Our story

Since 1994, all government departments were undergoing major changes. Like others, the Health Department as well as the Cullinan Care and Rehabilitation Center was also required to undergo transformation. As newly appointed occupational therapist, Ms Linda Krause was first introduced to the concept of Transformation in the Health Department in May 2002 .

With respect to the intellectually disabled the department had the following views:

  • The ICP (Intellectually Challenged Person) is equally the responsibility of the state, the community and the family. Previously, the state took responsibility for the entire package of the ICP in large institutions such as Cullinan Care and Rehabilitation Center and Witrand.
  • The Department wanted to convert these centres into actual rehabilitation centres, where the ICP could be taken in for short periods, rehabilitation could take place and the person would then be returned to his/her home or other facility.
    NGO’s (non government organisations) had to be established to look after the ICP in the persons own community.
  • The state would meet its responsibility by government grants, subsidies and project development funds. The parents / family contribute financially by paying a third part of the cost of maintenance and so does the community by way churches, businesses, and local government.

Cullinan Care had an unusual problem, however, in the sense that for the past 15 – 20 years is did not have a constant and full-time superintendent or CEO. It was managed by a management committee, which had all the responsibilities but not been empowered to do the transformation, neither was this power transferred to the senior staff members and unions.
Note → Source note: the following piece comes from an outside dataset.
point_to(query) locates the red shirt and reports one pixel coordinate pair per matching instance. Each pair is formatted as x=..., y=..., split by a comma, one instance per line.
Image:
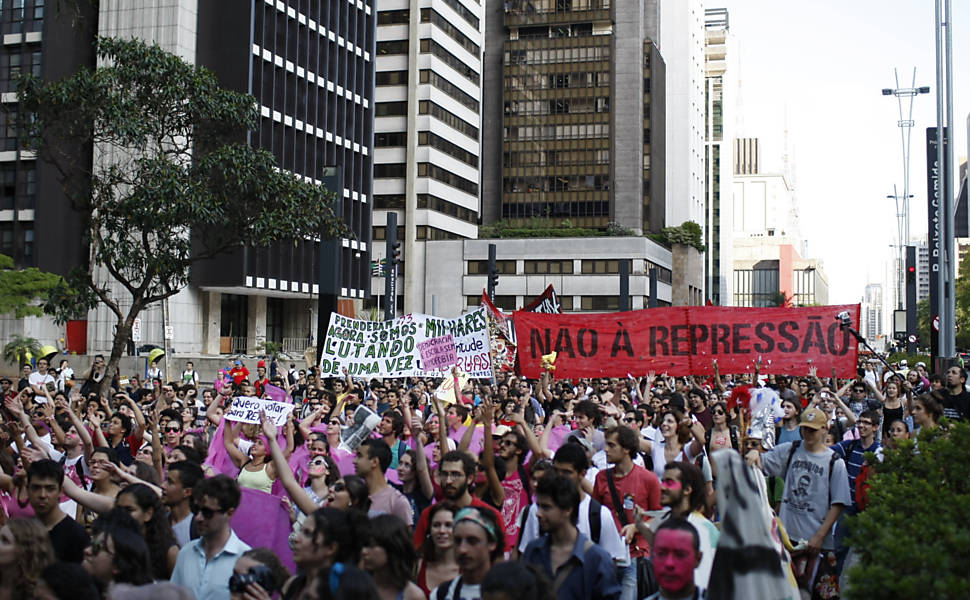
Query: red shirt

Never the less, senior staff members formed a transformation committee to do the planning for transformation although they would not be empowered to implement it.

  • Thorough research done by the transformation committee a workable plan was drawn up  and submitted to Regional Office and the unions to:
    prevent residents to be randomly and on a large scale transferred to inappropriate institutions
  • prevent layoffs, transfer, or redeployment of staff
  • fit into the Transformation guidelines, i.e.: focusing on short-term rehabilitation and support to primary caregivers, the cessation of all new permanent intakes of ICPs and  gradual transfer of residents to appropriate NGOs in their communities of origin.
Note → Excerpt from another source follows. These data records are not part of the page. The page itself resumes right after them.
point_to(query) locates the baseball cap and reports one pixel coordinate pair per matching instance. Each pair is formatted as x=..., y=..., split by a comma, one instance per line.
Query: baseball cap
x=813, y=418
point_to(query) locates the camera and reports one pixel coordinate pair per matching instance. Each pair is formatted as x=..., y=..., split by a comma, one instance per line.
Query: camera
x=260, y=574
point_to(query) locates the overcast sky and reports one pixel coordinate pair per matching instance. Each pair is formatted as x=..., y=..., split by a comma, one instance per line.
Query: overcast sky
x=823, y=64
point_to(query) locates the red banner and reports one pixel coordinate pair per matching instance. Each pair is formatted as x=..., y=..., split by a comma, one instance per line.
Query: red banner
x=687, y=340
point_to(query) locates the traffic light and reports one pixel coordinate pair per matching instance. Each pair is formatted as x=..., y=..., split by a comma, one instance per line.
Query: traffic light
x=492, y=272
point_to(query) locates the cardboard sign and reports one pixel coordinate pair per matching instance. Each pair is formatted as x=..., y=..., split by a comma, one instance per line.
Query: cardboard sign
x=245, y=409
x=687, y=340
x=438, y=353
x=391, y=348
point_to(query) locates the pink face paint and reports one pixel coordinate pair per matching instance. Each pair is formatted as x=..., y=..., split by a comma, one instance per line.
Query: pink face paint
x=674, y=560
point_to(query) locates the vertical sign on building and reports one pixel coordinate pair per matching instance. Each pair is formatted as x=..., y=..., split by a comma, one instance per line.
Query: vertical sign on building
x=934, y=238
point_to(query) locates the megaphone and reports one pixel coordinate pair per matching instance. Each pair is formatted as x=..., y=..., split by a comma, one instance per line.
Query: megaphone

The unions, in an attempt to protect their members, scuppered this attempt at transformation . The National Department of Health took control of the process and in early 2007 and the CEO of Cullinan Care was instructed to begin the immediate transfer of slight and moderately disabled residents to other facilities. Since the beginning of 2007, more than 100 people were transferred. Thirty of them to the Waverley Care Centre in Germiston, a large psychiatric institution under Lifecare management, with 600 patients.

In July 2007, Ms Linda Krause (occupational therapist), as a former employee of Cullinan Care was approached by Hannah Jacobus, co-ordinator of the Department of Health’s community projects, with the request to establish a daycare center for ICPs of Rayton and surrounding areas. Ms Krause asked a colleague, Ms Marie Pretorius, who is a senior nurse, to assist her in investigating the possibility, and asked friends and family to pray about the matter. Within weeks of this, Ms Hanna Jacobus approached the two and asked them to provide accommodation to 26 persons Cullinan Care urgently needed to find a place for.

Both had long been engaged in Cullinan Care and have a real passion to make the world a better place for the ICP.  In the aftermath of the shocking program on Cullinan Care by Carte Blanche, and rumors that Waverley Care Centre was really not suitable for these persons, the ladies decided, under God’s guidance, to tackle this task.

Mr Chris Krause, and Marie and Lukas Jacobs (parents of a boy with cerebral palsy, who married a ICP young woman) soon joined the effort. Marie immediately started managing the finances with a starting balance of R0.00, she opened a bank account, started looking for donations. In May 2007 a founders meeting was held and Qumi Homes was established as a “free association”, similar to most church congregations.

A management board was elected considting of

  • Dr. Paul Lombard – President
  • Ms Linda Krause – Vice Chairperson
  • Ms Jeanette vd Merwe – Secretary
  • Ms Marie Jacobs – Treasurer
  • Mr Chris Krause – additional member
  • Mr Johan Kruger-  additional member

Within a few weeks a sponsor for the rent of the first house was found and at the beginning of August 2007 or first to residents, Barbara Steenhuisen and Pieter Horn moved in. At that point we did not have any staff yet so committee members took turns to act as house mothers and fathers.

Since then Qumi has expanded to house 42 ICPs, and a further seven attend daycare. We have been able to purchace our own house thanks to a big donation and rent two other houses and a smallholding outside Rayton.